According to Cabot's CEO, the commitment to maintaining its position as a leading producer of natural gas in North America is essential to growth and prominence in the long-term future. The commitment to increasing its market share and production rates despite the current low prices in the industry is reassuring in the least. The resistance to be dissuaded by the low prices should give investors' confidence in Cabot's commitment to its identity and business model or operations looking toward the future. Cabot increased production by 58% in comparison to Q1 of 2011. Cabot increased growth in natural gas by 55% and increased its growth in liquids by 138% as well. Rather than be inundated and held hostage by the prices in the natural gas market, Cabot understands the potential and need to grow in the oil and LNG markets as well. Those numbers only included a few days of new production in April from its Marcellus play.

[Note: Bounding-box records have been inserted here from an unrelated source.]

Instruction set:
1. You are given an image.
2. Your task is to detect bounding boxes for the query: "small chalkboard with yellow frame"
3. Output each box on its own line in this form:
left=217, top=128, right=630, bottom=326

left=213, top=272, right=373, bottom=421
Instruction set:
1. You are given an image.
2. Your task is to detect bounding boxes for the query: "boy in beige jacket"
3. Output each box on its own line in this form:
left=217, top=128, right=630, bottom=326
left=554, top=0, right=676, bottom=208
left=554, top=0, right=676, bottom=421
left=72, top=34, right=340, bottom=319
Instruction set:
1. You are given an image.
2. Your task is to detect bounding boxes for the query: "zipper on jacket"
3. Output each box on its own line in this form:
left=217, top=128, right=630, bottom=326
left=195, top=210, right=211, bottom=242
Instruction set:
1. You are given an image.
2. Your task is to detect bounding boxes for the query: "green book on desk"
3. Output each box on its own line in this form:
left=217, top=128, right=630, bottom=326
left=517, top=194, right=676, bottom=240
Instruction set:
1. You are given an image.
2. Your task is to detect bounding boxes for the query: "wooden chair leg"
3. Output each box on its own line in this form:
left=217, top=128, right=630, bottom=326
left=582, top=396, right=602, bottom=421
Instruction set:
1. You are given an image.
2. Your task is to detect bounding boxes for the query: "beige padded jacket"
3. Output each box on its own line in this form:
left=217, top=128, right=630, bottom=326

Cabot is focused on increasing full year production by 35 to 50% by 2013. Most of its capital is for drilling in its Marcellus play while the remainder will go toward oil in Eagle Ford and Marmaton. Cabot currently has seven rigs in its plays in Texas, Pennsylvania and Oklahoma. Cabot has over 30 wells for oil in Texas already. Natural gas is the primary focus right now but all extraneous capital is being put toward development in the oil industry. Cabot plans to add or participate in another 20 to 25 wells for Eagle Ford by 2013 aside from its joint venture with EOG (EOG) in Texas. Maximizing the drilling opportunities from its current acreage and increasing production and transportation efficiency are key initiatives for Cabot in 2012. The 2013 budget will have an increased allocation for liquid drilling. Due diligence and scientific research guide Cabot in finding the most promising fractures in the continent.

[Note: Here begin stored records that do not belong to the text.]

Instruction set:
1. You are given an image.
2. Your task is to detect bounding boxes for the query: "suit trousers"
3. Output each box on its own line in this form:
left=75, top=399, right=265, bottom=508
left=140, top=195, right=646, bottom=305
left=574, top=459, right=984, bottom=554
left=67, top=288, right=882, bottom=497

Cabot's new stake in the Constitution Pipeline Company LLC will also help improve its stock price and operations throughout 2012 and beyond. The pipeline will connect natural gas production from northeastern Pennsylvania to northeastern markets and should be completed by the year 2015. Cabot has a 25% stake in this new joint venture with Williams Partners (WPZ). William Partners L.P will be responsible for building and maintaining the 121 mile long pipeline and Cabot will be sending 500,000 dekatherms per day through the pipeline. Cabot will benefit by collecting profits and focusing on transportation opposed to being the sole party liable for operational costs. Southwestern Energy (SWN) will also be sending through 150,000 dekatherms per day.
The ability to increase revenues and production rates despite low natural gas prices depicts how well Cabot is being managed and positioned for the future. The commitment to stay the course by improving production in its current assets while diversifying its portfolio shows Cabot has a plan for the long-term. The prices in natural gas are extremely cyclical. The 10 year low in prices for 2012 was mostly due to the innovations in shale technology but the change in production mandated by the EPA for the summer months will normalize the pricing again to better match supply and demand. Natural gas and LNG are the rapidly growing markets for the future, as the prices normalize once again Cabot will benefit immensely.
Cabot is positioned as a leader in the E&P industry in North America. Revenues have increased each of the last four quarters supported by record growth in production. There is nothing on the horizon to inhibit this current trend. The bad publicity or litigation attached to the names of competitors like BP (BP) and Chesapeake (CHK) will also help improve Cabot's stock price as more investors look into this industry throughout the year as pricing increases for both oil and gas.
Disclosure: I have no positions in any stocks mentioned, and no plans to initiate any positions within the next 72 hours.